Needless to say, I went into Rocket League with some trepidation. My daughter refused to show me how to play because she “doesn’t like car games.” My son, who at 7 must have forgotten my driving challenges, just sat down next to me, handed me the controller, and said, “Here you go, Mom. You’ll figure it out.”
I did not figure it out. My first two questions were: “How do I move forward?” and “How do I steer?”
The game itself is straightforward: you’re playing soccer, but with cars. If you’re like me, however, and you have trouble moving forward, turning, and figuring out when to jump all at the same time, this game is not going to go well for you. It was impossible for my son to help me because there are only so many different ways you can tell someone to “go to where the ball is” before you give up in disgust, as he did early on in our first practice session. The fact that you are put on a team with other random players only added to the stress for me, because then I was letting my whole team down. You might not think that you can tell how people feel when they are just cars driving around a soccer field, but trust me, I could sense the disappointment.

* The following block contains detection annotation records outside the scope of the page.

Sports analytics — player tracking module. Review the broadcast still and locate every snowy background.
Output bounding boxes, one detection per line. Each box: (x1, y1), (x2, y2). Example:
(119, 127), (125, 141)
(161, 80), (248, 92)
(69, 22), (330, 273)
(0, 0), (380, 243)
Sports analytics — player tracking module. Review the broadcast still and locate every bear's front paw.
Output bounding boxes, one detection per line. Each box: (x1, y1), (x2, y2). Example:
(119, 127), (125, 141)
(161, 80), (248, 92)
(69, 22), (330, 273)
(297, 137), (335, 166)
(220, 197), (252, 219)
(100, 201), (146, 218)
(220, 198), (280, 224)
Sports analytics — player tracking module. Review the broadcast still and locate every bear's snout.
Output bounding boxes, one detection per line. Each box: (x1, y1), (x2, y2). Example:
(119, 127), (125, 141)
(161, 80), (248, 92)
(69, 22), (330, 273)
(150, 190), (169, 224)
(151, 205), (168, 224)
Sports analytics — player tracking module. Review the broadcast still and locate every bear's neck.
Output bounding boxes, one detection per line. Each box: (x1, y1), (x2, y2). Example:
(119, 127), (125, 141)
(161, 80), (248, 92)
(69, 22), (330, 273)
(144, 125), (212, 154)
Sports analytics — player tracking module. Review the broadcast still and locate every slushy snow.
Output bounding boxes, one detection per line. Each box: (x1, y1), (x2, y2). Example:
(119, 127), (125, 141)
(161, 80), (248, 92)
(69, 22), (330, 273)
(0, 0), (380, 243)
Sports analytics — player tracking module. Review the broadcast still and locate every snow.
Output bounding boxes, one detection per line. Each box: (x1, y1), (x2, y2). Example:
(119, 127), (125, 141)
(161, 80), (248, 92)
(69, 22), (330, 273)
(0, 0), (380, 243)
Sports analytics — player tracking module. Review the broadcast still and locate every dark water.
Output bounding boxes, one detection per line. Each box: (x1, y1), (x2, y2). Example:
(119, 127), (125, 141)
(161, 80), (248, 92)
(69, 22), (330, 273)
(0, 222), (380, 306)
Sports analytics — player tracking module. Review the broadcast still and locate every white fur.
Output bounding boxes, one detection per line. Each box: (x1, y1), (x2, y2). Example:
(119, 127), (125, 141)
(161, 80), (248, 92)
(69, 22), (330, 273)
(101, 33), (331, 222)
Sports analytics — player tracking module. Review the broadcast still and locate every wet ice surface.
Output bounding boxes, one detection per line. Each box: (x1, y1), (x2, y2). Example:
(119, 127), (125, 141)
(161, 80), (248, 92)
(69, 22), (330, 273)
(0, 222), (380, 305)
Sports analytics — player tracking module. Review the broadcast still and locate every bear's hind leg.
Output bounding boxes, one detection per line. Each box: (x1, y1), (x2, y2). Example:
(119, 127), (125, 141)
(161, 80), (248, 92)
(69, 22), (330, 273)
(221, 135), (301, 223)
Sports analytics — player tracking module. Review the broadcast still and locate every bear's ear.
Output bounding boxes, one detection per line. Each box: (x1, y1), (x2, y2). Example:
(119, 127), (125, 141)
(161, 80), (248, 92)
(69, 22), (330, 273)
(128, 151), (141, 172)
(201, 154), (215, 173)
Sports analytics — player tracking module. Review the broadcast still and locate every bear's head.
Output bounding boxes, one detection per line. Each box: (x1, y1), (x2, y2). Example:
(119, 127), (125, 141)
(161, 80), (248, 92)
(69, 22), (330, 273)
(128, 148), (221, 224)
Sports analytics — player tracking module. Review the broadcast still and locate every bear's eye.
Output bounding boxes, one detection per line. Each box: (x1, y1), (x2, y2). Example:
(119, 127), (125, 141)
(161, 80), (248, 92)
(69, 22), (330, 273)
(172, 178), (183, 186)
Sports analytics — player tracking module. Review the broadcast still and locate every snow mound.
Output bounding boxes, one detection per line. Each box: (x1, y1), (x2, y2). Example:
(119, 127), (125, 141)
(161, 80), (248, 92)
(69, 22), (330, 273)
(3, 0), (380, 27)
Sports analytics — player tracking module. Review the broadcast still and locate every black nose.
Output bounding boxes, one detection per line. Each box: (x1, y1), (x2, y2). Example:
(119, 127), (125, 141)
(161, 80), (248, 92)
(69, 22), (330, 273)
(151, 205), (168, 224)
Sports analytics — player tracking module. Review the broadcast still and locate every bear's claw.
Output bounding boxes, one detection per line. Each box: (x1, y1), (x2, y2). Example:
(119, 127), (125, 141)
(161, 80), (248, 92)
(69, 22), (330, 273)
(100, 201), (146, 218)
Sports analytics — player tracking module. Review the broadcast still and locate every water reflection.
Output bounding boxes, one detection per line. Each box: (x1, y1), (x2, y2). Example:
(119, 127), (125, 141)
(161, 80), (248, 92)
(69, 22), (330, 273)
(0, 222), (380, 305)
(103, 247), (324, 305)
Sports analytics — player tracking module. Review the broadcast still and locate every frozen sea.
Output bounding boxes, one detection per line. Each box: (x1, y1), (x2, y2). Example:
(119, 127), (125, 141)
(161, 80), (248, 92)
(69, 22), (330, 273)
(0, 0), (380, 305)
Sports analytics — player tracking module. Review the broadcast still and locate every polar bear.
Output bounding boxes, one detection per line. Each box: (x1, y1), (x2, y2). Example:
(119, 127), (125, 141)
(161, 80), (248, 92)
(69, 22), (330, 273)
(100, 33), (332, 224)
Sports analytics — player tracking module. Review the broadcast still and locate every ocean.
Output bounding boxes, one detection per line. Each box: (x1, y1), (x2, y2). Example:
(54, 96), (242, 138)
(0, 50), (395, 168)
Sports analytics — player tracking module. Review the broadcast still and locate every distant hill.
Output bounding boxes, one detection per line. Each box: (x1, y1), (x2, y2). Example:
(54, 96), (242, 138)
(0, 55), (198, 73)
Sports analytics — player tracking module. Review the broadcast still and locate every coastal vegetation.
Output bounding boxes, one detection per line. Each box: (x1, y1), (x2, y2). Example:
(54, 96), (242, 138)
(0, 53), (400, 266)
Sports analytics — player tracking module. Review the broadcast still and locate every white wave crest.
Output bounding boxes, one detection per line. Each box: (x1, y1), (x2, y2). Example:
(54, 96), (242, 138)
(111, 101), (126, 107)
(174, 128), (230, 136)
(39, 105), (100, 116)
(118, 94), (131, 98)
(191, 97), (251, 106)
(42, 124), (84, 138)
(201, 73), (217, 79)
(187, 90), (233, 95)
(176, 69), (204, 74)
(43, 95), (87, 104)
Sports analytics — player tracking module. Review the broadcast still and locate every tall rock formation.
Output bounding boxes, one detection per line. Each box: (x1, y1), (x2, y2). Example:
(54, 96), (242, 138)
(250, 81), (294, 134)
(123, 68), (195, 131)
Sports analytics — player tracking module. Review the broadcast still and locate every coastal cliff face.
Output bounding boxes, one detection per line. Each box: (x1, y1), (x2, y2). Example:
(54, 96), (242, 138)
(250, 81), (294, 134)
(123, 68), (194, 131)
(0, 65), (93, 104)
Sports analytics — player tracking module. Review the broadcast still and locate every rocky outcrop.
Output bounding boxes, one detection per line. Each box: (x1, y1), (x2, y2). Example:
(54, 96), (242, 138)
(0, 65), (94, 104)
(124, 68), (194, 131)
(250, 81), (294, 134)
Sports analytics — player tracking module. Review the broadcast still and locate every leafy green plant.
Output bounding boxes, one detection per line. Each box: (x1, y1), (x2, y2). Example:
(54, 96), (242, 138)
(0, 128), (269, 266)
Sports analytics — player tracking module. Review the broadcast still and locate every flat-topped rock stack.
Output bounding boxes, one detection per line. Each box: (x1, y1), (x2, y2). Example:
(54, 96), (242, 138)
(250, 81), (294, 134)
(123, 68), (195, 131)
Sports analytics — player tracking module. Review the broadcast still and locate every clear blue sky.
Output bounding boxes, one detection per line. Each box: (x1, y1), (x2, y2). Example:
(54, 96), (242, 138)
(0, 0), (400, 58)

My son is great at Rocket League; he has even been known to score a goal or two, which at this point I see as a feat as miraculous as Moses parting the Red Sea. My husband, however, is also terrible at it, so his strategy is to take out the ringer—that one player on the other team who scores all of the goals. I don’t know that that’s particularly sportsmanlike, but I’ll bet the other elementary school kids on his team loved it.
All in all, Rocket League is not the Bland family’s game. I think it’s geared toward people who love sports and therefore don’t mind having a single objective in a game. It also helps if they can get their thumbs to do two different things at the same time. So, R.I.P. Rocket League—I’m just a one-thumb-at-a-time kind of girl.